Poetry |

“The Shape of Moving”

The Shape of Moving

 

 

Someone traces the wind back to where it started,

back before the dinosaurs, and wins a big prize

 

and ends up committing suicide somewhere

out in the desert, which has been getting hotter

 

by the day. It’s where the wind ends, his note says,

and no one finds him for so long he’s been eaten

 

by insects and vultures — all but his bones

and cap, stained by his sweat — just enough

 

to identify his DNA. And as I’m reading his story,

the woman I love most in the world comes into

 

the kitchen and tells me her life has been wasted,

then looks out the window to marvel at the blooming

 

flowers no one has planted, the buzzing

bees no one has summoned.

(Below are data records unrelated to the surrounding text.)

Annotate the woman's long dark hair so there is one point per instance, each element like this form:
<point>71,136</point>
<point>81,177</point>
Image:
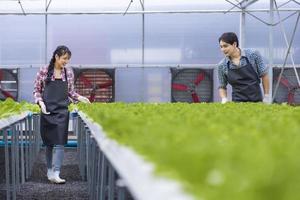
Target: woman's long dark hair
<point>60,51</point>
<point>230,38</point>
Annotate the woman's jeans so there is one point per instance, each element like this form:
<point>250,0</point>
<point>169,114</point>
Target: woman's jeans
<point>54,159</point>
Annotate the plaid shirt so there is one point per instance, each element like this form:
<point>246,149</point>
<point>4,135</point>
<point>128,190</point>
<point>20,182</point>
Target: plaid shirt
<point>39,84</point>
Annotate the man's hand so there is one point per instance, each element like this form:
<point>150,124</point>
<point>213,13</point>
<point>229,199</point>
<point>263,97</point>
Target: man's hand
<point>43,108</point>
<point>224,100</point>
<point>83,99</point>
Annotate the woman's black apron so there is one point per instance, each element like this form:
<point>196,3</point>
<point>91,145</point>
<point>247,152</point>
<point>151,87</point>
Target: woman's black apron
<point>245,83</point>
<point>54,127</point>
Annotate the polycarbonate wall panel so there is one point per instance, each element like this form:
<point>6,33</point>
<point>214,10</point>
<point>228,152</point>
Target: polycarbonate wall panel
<point>22,40</point>
<point>97,39</point>
<point>186,38</point>
<point>257,37</point>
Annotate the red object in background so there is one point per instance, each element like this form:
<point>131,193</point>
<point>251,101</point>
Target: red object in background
<point>291,89</point>
<point>191,87</point>
<point>6,94</point>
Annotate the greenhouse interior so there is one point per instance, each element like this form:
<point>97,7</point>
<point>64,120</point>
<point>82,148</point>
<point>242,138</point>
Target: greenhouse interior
<point>149,99</point>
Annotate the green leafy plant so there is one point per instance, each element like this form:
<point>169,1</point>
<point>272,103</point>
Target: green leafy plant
<point>241,151</point>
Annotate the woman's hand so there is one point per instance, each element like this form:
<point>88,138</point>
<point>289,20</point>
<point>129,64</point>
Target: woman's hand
<point>43,108</point>
<point>83,99</point>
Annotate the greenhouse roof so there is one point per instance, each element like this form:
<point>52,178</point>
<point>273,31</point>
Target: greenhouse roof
<point>136,6</point>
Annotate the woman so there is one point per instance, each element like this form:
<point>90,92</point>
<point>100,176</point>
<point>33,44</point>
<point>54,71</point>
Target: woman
<point>53,87</point>
<point>243,70</point>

Yesterday

 

a neighbor stopped by to tell us the yellowjacket

wasps were swarming through the woods, stinging

 

every human they could find, and when we wondered

why they were so restive, he ventured a theory

 

that all the new houses were disturbing the soil

where the wasps hibernate, and he wondered if they thought,

 

somehow — if wasps think at all — that they might

sting us away? When he left, we packed up

 

a bottle of wine and some glasses and walked up

to the man-made lake at the edge of the woods

 

a mile or so away. We sat and watched the evening

blow across the water like a small bird might do

 

before landing in the trees on the other side, to sing.

And so we drank our wine and listened for a while,

 

then slowly walked back through the darkness.